Lowering the permitted phthalate content of imported products has increased paperwork at China’s ports, and shipments of Cognac, in particular, have been held up or slowed down by Customs officials.
A Bordeaux laboratory, Excell, recently sounded the alarm, issuing a warning that there were delays at Chinese ports due to phthalates issues.
It said the new legislation affected “wines made in contact with plastic (tank covers, flexible pipes, pumps, seals, flexitanks, bag in box, plastic fermentors), and particularly spirits – because of their high ethanol levels which act as a solvent."
Excell said the products could be contaminated during production or transportation, "and may be prevented from sale in the short to medium term.”
Winemaking laboratories in south-west France claim they have since been swamped with worried producers anxious to get their bottles tested.
Cognac producers including Remy Martin and Frapin told local newspaper Charente Libre that their shipments have been held up at Customs “like many others,” but they stressed that their products conformed to the new legislation and were not "contaminated."
But Cognac makers may be looking more closely at their production processes since this issue emerged. One distiller told Charente Libre that brandy made recently, with modern equipment, didn’t have anything to worry about. “But for the very old eaux-de-vies, what do you do? You can never reach the threshold with the new laws.”
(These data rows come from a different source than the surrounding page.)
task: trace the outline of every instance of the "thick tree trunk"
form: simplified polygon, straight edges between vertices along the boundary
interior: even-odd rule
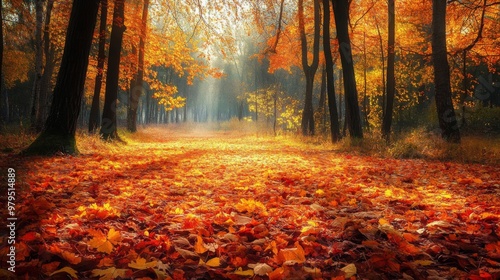
[[[89,132],[95,133],[101,125],[100,99],[102,88],[102,77],[104,75],[104,62],[106,61],[106,27],[108,21],[108,0],[101,0],[101,18],[99,24],[99,51],[97,54],[97,74],[95,77],[94,96],[89,116]]]
[[[451,98],[450,68],[446,51],[446,0],[432,1],[432,64],[441,136],[448,142],[459,143],[460,131]]]
[[[43,63],[43,42],[42,42],[42,25],[43,25],[43,1],[36,0],[35,3],[35,79],[33,83],[31,105],[31,130],[40,132],[41,127],[37,127],[37,120],[40,118],[40,90],[42,88],[42,63]]]
[[[3,2],[0,1],[0,22],[3,22]],[[9,119],[9,102],[7,92],[5,91],[5,84],[3,79],[3,24],[0,24],[0,131],[3,129],[3,125],[8,122]]]
[[[387,50],[387,95],[385,107],[384,107],[384,118],[382,120],[382,136],[389,141],[391,134],[392,125],[392,113],[394,106],[394,96],[396,95],[396,78],[394,73],[394,61],[395,61],[395,9],[394,0],[388,0],[389,6],[389,44]]]
[[[116,103],[118,100],[118,80],[120,75],[120,56],[123,33],[125,32],[125,0],[116,0],[113,11],[113,27],[109,43],[108,73],[106,93],[102,112],[100,134],[105,140],[118,139],[116,122]]]
[[[127,112],[127,129],[130,132],[137,131],[137,108],[139,107],[139,98],[144,92],[144,45],[146,43],[148,27],[148,9],[149,0],[144,0],[142,9],[141,37],[139,39],[139,65],[134,87],[130,89],[130,99]]]
[[[43,31],[43,52],[45,53],[45,66],[43,68],[43,76],[40,84],[40,99],[39,99],[39,112],[36,119],[36,128],[38,131],[43,129],[43,124],[47,120],[50,104],[49,93],[52,90],[52,74],[55,67],[55,50],[50,47],[50,20],[52,17],[52,8],[54,7],[54,0],[47,2],[45,10],[45,27]]]
[[[318,117],[321,133],[326,132],[326,70],[325,65],[321,69],[321,85],[319,90]]]
[[[339,113],[335,98],[335,80],[333,79],[333,57],[330,45],[330,0],[323,0],[323,52],[325,54],[326,92],[328,95],[328,111],[330,113],[330,133],[332,142],[340,140]]]
[[[348,0],[332,0],[337,40],[339,41],[340,60],[344,73],[344,92],[346,102],[346,121],[349,134],[354,138],[363,138],[361,116],[359,112],[358,91],[354,76],[351,40],[349,39],[349,3]]]
[[[77,154],[80,113],[99,0],[74,0],[61,67],[45,128],[24,154]]]
[[[314,0],[314,41],[313,41],[313,61],[309,65],[307,59],[307,38],[304,23],[304,0],[299,0],[299,29],[302,50],[302,69],[306,78],[306,96],[304,110],[302,111],[302,135],[314,135],[314,108],[312,104],[312,94],[314,88],[314,76],[319,64],[319,32],[320,32],[320,10],[319,0]]]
The Chinese media have quickly picked up on this story, suggesting that China-bound Cognacs have been contaminated by plasticizer. The French region has been quick to quash these rumors, explaining that the delays are due to Customs checks and not the contents of its containers.
On Friday, the French government even stepped in to reassure consumers that this was an administrative issue and nothing to do with contaminants, adding that this change in legislation was affecting tens of wine and spirit shipments from Bordeaux, Spain and Argentina not only Cognac.
Cognac is currently riding high in China, where consumption more than doubled between 2007 and 2011. It is projected to increase by another 60 percent between 2012 and 2016. Scaremongering in what could be its biggest market by 2020 is the last thing the region wants.
China is already the world’s biggest importer of Cognac in value terms, but the U.S. remains the biggest consumer. It imported 139 hectoliters in 2012 – far ahead of the next biggest market, Singapore, which consumed 82 hl, and China, at 69 hl.